For comparison, below is a table for a graph with 2
22 vertices, the size of whose levels array does not fit entirely into the L2 GPU cache.
Count 2 22
Iteration | Time in ms | GL Eff,% | GS Eff,% | WE Eff,% | NP WE Eff,% | Occupancy,% | L2 Read, GB / s | L2 Write, GB / s | Global Read, GB / s | Global Write, GB / s |
one | 4.66 | 100 | 10.4 | 100 | 94.6 | 89.1 | 556 | 0.0001 | 113 | 0.00001 |
2 | 4.60 | 100 | 11.8 | 100 | 94.6 | 89.1 | 556 | 0.0014 | 113.2 | 0,0011 |
3 | 4.61 | 100 | 11.2 | 99.8 | 94.4 | 89.1 | 555 | 0.5547 | 117 | 0.3750 |
four | 6,405 | 100 | 17,8 | 83.7 | 79.1 | 82.2 | 399 | 46 | 81 | 28 |
five | 7,016 | 100 | 15.8 | 83.6 | 74.1 | 79.8 | 364 | 34 | 74 | nineteen |
6 | 4.62 | 100 | 7.9 | 90.2 | 85,5 | 89.1 | 555 | 0.0967 | 117 | 0.0469 |
7 | 4.60 | 100 | 7,8 | 100 | 94.6 | 89 | 556 | 0.0002 | 113 | 0.0001 |
eight | 4.60 | 100 | 0 | 100 | 94.6 | 89.1 | 556 | 0.000 | 113 | 0.000 |
Decoding is given above. This graph shows approximately the same picture as on 2
19 . The peak is at 4-5 iterations. According to the NVVP profiler, the L2 cache capacity of 560 GB / s is high (there is low, medium, high, maximum), and the global memory of 117 GB / s is medium (there is low, medium, high, maximum).
Conclusion
As a result of the work done, a wide search algorithm was implemented and optimized on RMAT graphs with an average degree of connectivity of vertices 32. A peak performance of 4.2 GTEPS and an average of 3.6 GTEPS was achieved. As you know, not only performance is important, but also energy efficiency. Along with the Graph500 rating, there is a Green Graph500 rating showing energy efficiency. The first place in the Graph500 performance rating for March 2014 is occupied by BlueGene / Q, Power BQC 16C 1.60 GHz with the number of cores 1048576 and the number of nodes 65536 with a capacity of 15363 GTEPS. The power consumption of such a system is 340kW (taken from the top 500 rating). The efficiency of the GTEPS / kW result for BlueGene / Q is 45. For the algorithm implemented by me, we get about 18 (the total power of 200W and the average performance of 3.6 GTEPS were taken for the calculation, since only one 4x CPU core is involved in the work and the peak load on the GPU is not achieved).

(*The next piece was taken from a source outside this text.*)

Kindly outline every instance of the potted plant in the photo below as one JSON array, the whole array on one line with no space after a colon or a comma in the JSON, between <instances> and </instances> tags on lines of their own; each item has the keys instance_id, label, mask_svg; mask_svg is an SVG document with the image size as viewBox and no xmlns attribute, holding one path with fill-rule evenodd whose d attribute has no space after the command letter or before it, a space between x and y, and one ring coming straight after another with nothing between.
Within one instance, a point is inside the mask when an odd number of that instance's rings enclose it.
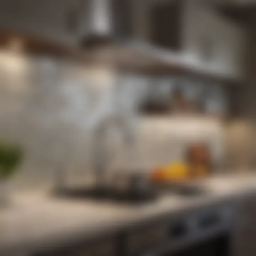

I would also like to note that in the Graph500 rating there is a similar Xeon E5-2650 v2 system, the GeForce GTX TITAN, which in the 2
25 column received a performance of 17 GTEPS. Unfortunately, information about which graph was used is not given. As of March 2014, this system is at 58 positions in the ranking.